L’Association des jeunes écrivains centrafricains (AJEC), en partenariat avec l’Ambassade de France, a organisé pour la toute première fois un forum national sur la lecture et le livre. L’événement s’est tenu le 7 mars 2026 à l’Institut New Tech de Bangui autour du thème : « Le livre, mémoire et gage pour la République centrafricaine ».

Cette rencontre a réuni plusieurs écrivains centrafricains, des conteurs, des slameurs, des artistes ainsi que des élèves et étudiants de l’Institut New Tech. L’objectif principal était de promouvoir la lecture et le livre, de rassembler les écrivains autour de cette activité et de susciter chez la jeunesse centrafricaine l’intérêt pour la lecture, afin qu’elle contribue au développement de la littérature nationale.

Il s’agissait également de mobiliser des partenaires et de rappeler aux Centrafricains que la lecture constitue un facteur essentiel du développement personnel et du progrès de la société.

Bienvenue Juvénal Rouheoa, président de l’Association des jeunes écrivains centrafricains (AJEC), a expliqué les raisons pour lesquelles un accent particulier est mis sur la lecture et le livre en République centrafricaine.

« Nous avons mis cet accent particulier sur la lecture et le livre parce que nous voulons donner une autre image à la jeunesse centrafricaine. On définit souvent les jeunes comme des braqueurs, des voleurs et autres. Nous voulons redonner une image positive à notre jeunesse pour montrer qu’elle est aussi capable de s’engager pour la cause de notre société à travers la lecture, le livre et tous les moyens intellectuels permettant de développer notre nation », a-t-il déclaré.

De son côté, Serge Singa Bengba, directeur général et fondateur de l’Institut New Tech, a exprimé sa motivation à encourager la jeunesse centrafricaine à développer ses capacités afin de contribuer à la construction du pays à travers la mémoire et le savoir.

« Il est important aujourd’hui d’avoir une mémoire, et de préférence une mémoire écrite. Si nous n’avons pas de mémoire, nous sommes condamnés à répéter les mêmes erreurs. C’est donc essentiel de conserver cette mémoire afin de tirer les leçons de notre passé. Victor Hugo disait : “Lire, c’est boire et manger. L’esprit qui ne lit pas maigrit comme le corps qui ne mange pas.” Cela signifie que nous devons nourrir notre esprit grâce à la lecture. J’ai tenu à soutenir l’organisation de cet événement des jeunes écrivains centrafricains parce que, lorsque j’étais jeune au Centre protestant pour la jeunesse, des aînés comme Alphonse Blague, Nzapa Kommanda Yakoma ou encore Mamadou Pamoto venaient échanger avec nous.
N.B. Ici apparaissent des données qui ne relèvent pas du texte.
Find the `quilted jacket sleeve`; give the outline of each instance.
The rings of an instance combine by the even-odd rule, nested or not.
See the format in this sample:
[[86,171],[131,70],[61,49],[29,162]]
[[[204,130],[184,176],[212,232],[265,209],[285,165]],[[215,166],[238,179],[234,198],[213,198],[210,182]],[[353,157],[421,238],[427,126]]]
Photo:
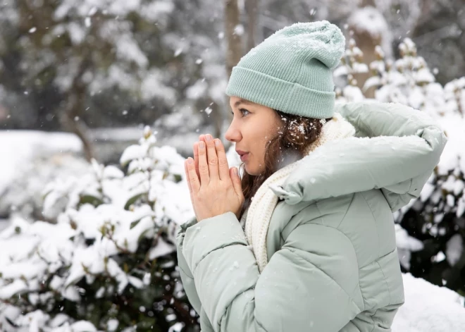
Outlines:
[[[327,234],[320,239],[333,237],[331,245],[328,241],[309,240],[311,234],[321,231]],[[213,329],[342,328],[361,309],[352,297],[359,289],[355,252],[338,232],[314,223],[299,226],[260,274],[234,214],[209,218],[187,228],[181,250]]]
[[[405,105],[369,100],[336,104],[335,111],[355,127],[359,137],[416,136],[422,139],[422,144],[416,145],[407,137],[400,138],[404,140],[400,145],[402,149],[393,156],[402,161],[401,154],[407,152],[409,158],[399,164],[399,169],[393,169],[393,171],[405,174],[405,179],[395,181],[390,185],[380,186],[383,187],[381,190],[392,211],[419,197],[421,189],[439,162],[447,142],[445,135],[435,121],[423,112]],[[393,150],[395,148],[394,144]]]

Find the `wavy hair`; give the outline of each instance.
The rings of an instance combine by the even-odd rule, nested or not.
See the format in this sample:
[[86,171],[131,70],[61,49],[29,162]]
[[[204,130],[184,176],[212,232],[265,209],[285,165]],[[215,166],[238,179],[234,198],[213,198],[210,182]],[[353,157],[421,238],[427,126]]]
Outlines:
[[241,164],[242,192],[245,201],[240,214],[240,219],[250,206],[252,198],[260,186],[276,171],[303,158],[307,147],[315,142],[321,133],[323,125],[331,120],[306,118],[274,110],[281,118],[278,135],[265,147],[265,169],[257,176],[245,171]]

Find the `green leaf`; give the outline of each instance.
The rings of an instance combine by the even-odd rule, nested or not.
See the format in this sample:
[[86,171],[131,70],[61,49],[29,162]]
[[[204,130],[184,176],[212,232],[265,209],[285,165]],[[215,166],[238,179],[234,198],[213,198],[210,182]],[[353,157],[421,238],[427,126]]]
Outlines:
[[147,195],[146,192],[142,192],[141,194],[137,194],[136,195],[132,196],[131,198],[128,199],[128,202],[126,202],[125,205],[124,206],[124,209],[125,210],[128,210],[129,207],[130,207],[132,204],[134,204],[135,202],[136,202],[137,199],[139,199],[140,197]]
[[91,204],[94,207],[98,207],[99,205],[104,204],[104,201],[102,201],[99,197],[96,197],[95,196],[90,195],[83,195],[80,196],[79,204],[84,204],[86,203]]

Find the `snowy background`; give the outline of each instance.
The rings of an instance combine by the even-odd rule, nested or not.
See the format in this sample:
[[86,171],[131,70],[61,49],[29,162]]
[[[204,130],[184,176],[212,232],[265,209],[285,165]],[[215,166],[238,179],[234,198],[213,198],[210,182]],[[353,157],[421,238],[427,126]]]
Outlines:
[[406,303],[392,330],[465,331],[463,3],[231,4],[0,0],[0,331],[198,331],[173,245],[194,215],[183,160],[199,134],[223,139],[235,61],[321,19],[347,40],[338,99],[409,105],[449,137],[395,214]]

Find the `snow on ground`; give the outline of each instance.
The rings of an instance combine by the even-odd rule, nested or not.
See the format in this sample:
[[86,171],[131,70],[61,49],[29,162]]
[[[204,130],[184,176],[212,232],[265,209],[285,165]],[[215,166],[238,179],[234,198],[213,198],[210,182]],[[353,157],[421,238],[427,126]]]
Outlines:
[[16,176],[22,165],[40,155],[82,150],[74,134],[36,130],[0,130],[0,195]]
[[405,303],[397,312],[392,332],[465,331],[464,298],[457,293],[404,274]]

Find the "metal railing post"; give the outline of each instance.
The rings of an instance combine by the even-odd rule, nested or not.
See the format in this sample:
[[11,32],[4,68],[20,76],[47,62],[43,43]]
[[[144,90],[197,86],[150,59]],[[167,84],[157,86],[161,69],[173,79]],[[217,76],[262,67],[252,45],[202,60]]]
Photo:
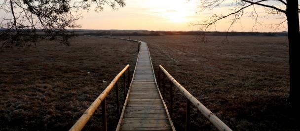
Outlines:
[[189,117],[190,111],[190,101],[187,99],[187,113],[186,114],[186,131],[189,130]]
[[170,81],[170,116],[173,118],[173,83]]
[[119,99],[119,87],[118,86],[118,81],[115,82],[115,95],[116,99],[116,110],[118,114],[118,118],[120,118],[121,114],[120,114],[120,101]]
[[106,98],[104,98],[101,104],[102,107],[102,131],[107,131],[107,119],[106,119]]

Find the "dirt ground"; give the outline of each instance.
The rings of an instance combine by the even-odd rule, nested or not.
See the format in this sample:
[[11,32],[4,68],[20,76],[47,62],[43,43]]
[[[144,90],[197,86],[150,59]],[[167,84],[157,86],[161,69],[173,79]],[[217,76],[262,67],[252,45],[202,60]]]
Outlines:
[[[5,49],[0,54],[0,130],[69,130],[127,64],[132,73],[137,51],[136,43],[83,36],[70,47],[41,41],[25,51]],[[107,98],[111,131],[118,121],[115,98],[113,89]],[[102,128],[100,108],[85,130]]]
[[[287,102],[290,84],[286,37],[228,36],[229,43],[224,43],[225,36],[209,36],[210,41],[205,43],[196,40],[197,37],[131,38],[148,42],[156,76],[161,65],[234,131],[299,130]],[[173,120],[177,130],[182,131],[186,99],[177,91]],[[166,95],[168,105],[168,92]],[[197,109],[192,108],[191,112],[191,130],[216,130]]]

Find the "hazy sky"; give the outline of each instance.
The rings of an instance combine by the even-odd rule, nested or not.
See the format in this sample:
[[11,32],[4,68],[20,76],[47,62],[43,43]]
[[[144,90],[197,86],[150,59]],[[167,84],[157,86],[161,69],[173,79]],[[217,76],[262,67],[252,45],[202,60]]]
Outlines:
[[[191,26],[190,23],[201,23],[214,14],[227,14],[232,11],[232,7],[225,6],[231,0],[225,0],[219,7],[212,10],[199,12],[197,8],[199,0],[125,0],[126,5],[118,10],[113,10],[106,6],[104,10],[99,13],[91,8],[82,14],[83,18],[76,23],[82,26],[82,29],[99,30],[148,30],[152,31],[196,31],[199,26]],[[300,0],[298,0],[300,1]],[[2,1],[0,0],[0,1]],[[260,17],[264,16],[265,9],[260,6],[255,7]],[[282,8],[284,9],[284,7]],[[245,12],[251,12],[253,8]],[[5,14],[2,10],[0,12],[0,17],[11,17]],[[233,25],[229,31],[240,32],[279,32],[286,31],[284,28],[274,30],[270,27],[271,24],[279,23],[284,19],[283,15],[268,15],[260,19],[259,22],[263,26],[253,28],[255,20],[245,14],[244,18]],[[226,31],[230,24],[228,18],[224,19],[212,27],[210,31]],[[283,25],[286,27],[286,23]],[[252,30],[253,29],[253,30]]]
[[[83,14],[83,18],[77,21],[82,29],[148,30],[153,31],[198,30],[199,26],[190,26],[190,23],[201,22],[212,15],[229,12],[230,8],[221,6],[213,10],[199,12],[197,0],[126,0],[126,5],[117,10],[106,7],[104,11],[96,13],[92,9]],[[226,4],[225,4],[225,5]],[[261,16],[265,15],[264,9],[257,6],[257,10]],[[251,11],[252,9],[249,9]],[[272,17],[260,20],[267,26],[256,27],[252,30],[254,20],[246,15],[244,18],[233,25],[229,31],[272,32],[286,30],[280,28],[274,31],[268,24],[280,23],[283,16]],[[211,30],[225,31],[229,27],[229,19],[225,19]],[[286,24],[284,24],[285,25]]]

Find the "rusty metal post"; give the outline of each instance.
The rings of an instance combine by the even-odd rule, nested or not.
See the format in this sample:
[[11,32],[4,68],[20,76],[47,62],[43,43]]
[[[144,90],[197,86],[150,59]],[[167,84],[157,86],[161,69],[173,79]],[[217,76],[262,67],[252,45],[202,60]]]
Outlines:
[[116,111],[118,114],[118,118],[120,118],[121,114],[120,114],[120,100],[119,99],[119,87],[118,86],[118,81],[115,82],[115,95],[116,99]]
[[160,86],[160,67],[158,67],[158,76],[157,77],[157,81],[158,82],[158,87]]
[[125,77],[126,75],[125,75],[125,73],[124,73],[124,75],[123,76],[123,85],[124,86],[124,101],[126,99],[126,79]]
[[106,119],[106,98],[104,98],[101,104],[102,107],[102,130],[107,131],[107,119]]
[[163,73],[163,79],[162,79],[162,91],[163,92],[163,93],[162,93],[162,98],[165,98],[165,77],[166,77],[166,75],[165,75],[165,73]]
[[173,83],[170,81],[170,116],[173,118]]
[[[128,89],[129,89],[129,86],[130,85],[130,72],[129,71],[129,67],[127,68],[127,79],[128,79]],[[129,89],[128,89],[129,90]]]
[[190,101],[187,99],[187,113],[186,114],[186,131],[189,131],[189,118],[190,114]]

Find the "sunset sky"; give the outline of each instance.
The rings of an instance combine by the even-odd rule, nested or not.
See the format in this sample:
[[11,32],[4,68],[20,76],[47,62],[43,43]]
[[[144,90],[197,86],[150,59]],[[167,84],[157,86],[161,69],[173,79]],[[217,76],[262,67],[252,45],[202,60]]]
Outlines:
[[[92,9],[83,14],[83,18],[77,21],[85,29],[148,30],[153,31],[198,30],[199,26],[190,26],[190,23],[197,23],[212,15],[229,12],[230,8],[225,6],[213,10],[199,12],[199,0],[126,0],[126,5],[117,10],[106,7],[100,13]],[[225,3],[224,5],[226,5]],[[261,16],[265,15],[264,8],[257,6],[256,8]],[[252,11],[249,9],[249,11]],[[245,15],[244,18],[233,25],[229,31],[273,32],[286,31],[284,28],[274,30],[268,24],[281,22],[283,16],[269,16],[260,22],[266,26],[255,27],[254,20]],[[224,20],[212,28],[211,31],[225,31],[229,27],[229,19]],[[285,25],[286,24],[284,24]],[[269,26],[269,27],[268,27]]]
[[[197,31],[200,26],[191,26],[191,23],[201,23],[214,14],[226,15],[232,12],[232,7],[226,6],[231,0],[225,0],[220,7],[212,10],[202,11],[199,11],[200,8],[198,7],[200,4],[199,0],[125,0],[125,1],[126,6],[117,10],[106,6],[104,11],[99,13],[94,11],[93,7],[88,12],[84,11],[82,14],[83,18],[76,23],[81,26],[81,29]],[[285,9],[284,7],[281,7]],[[260,17],[267,15],[263,7],[256,6],[255,9]],[[245,11],[251,12],[253,8]],[[12,17],[11,14],[5,13],[2,10],[0,15],[1,19]],[[229,31],[268,32],[287,30],[284,27],[274,30],[274,28],[271,27],[271,24],[280,23],[284,20],[284,15],[269,15],[259,19],[259,22],[263,26],[253,28],[255,20],[250,15],[249,13],[245,14]],[[210,30],[226,31],[231,18],[229,17],[219,22],[216,27],[212,27]],[[286,23],[283,25],[286,27]]]

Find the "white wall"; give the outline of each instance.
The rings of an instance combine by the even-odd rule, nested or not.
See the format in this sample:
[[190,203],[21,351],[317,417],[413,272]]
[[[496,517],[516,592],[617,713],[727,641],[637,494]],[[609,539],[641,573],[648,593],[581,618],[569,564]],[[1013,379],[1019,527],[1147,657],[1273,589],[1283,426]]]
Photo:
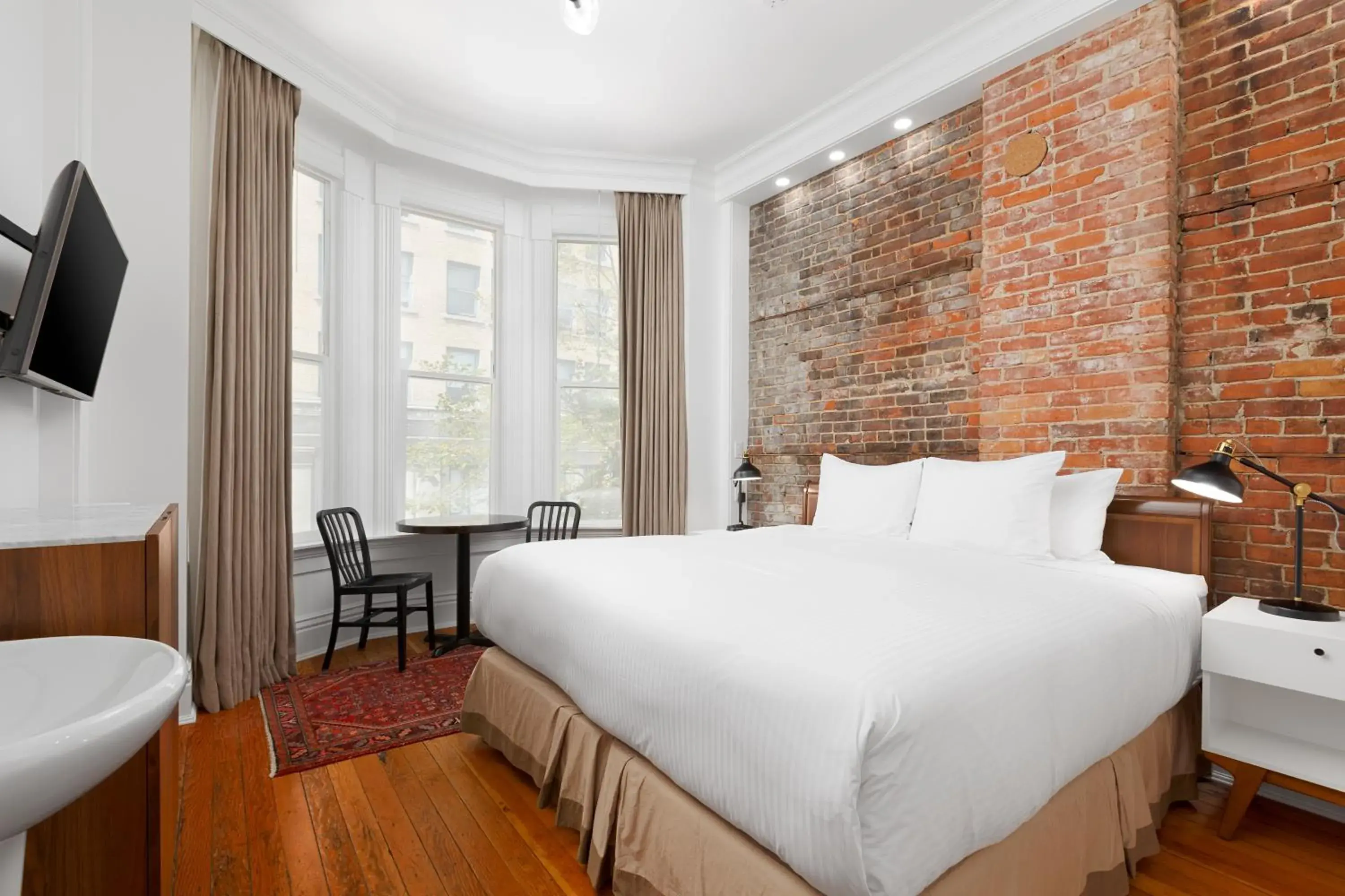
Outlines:
[[[79,159],[130,259],[91,403],[0,380],[0,506],[186,502],[190,43],[186,0],[0,0],[0,214],[36,230]],[[0,247],[0,309],[27,258]]]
Nous étions alors en classe de seconde ou de première. Ces échanges nous ont beaucoup forgés. Aujourd’hui, je souhaite que nous puissions transmettre la même chose à nos enfants, à nos cadets et aux générations futures. Je suis fier de constater que la jeune génération prend la relève », a-t-il expliqué.

Par ailleurs, cette rencontre a permis à Kondamoyen Marianna, élève en classe de seconde SD au lycée scientifique Ben-Rachid, de partager sa passion pour la lecture.

« Pour moi, la lecture est avant tout une passion. Elle me permet de me détendre et d’oublier certaines difficultés de la vie. Lorsque je lis, je me retrouve moi-même. La lecture est très importante pour les élèves et pour nous qui sommes encore adolescents. Elle nous aide à nous développer, à avoir confiance en nous, à enrichir notre vocabulaire et à ne pas avoir peur de prendre la parole devant un public », a-t-elle confié.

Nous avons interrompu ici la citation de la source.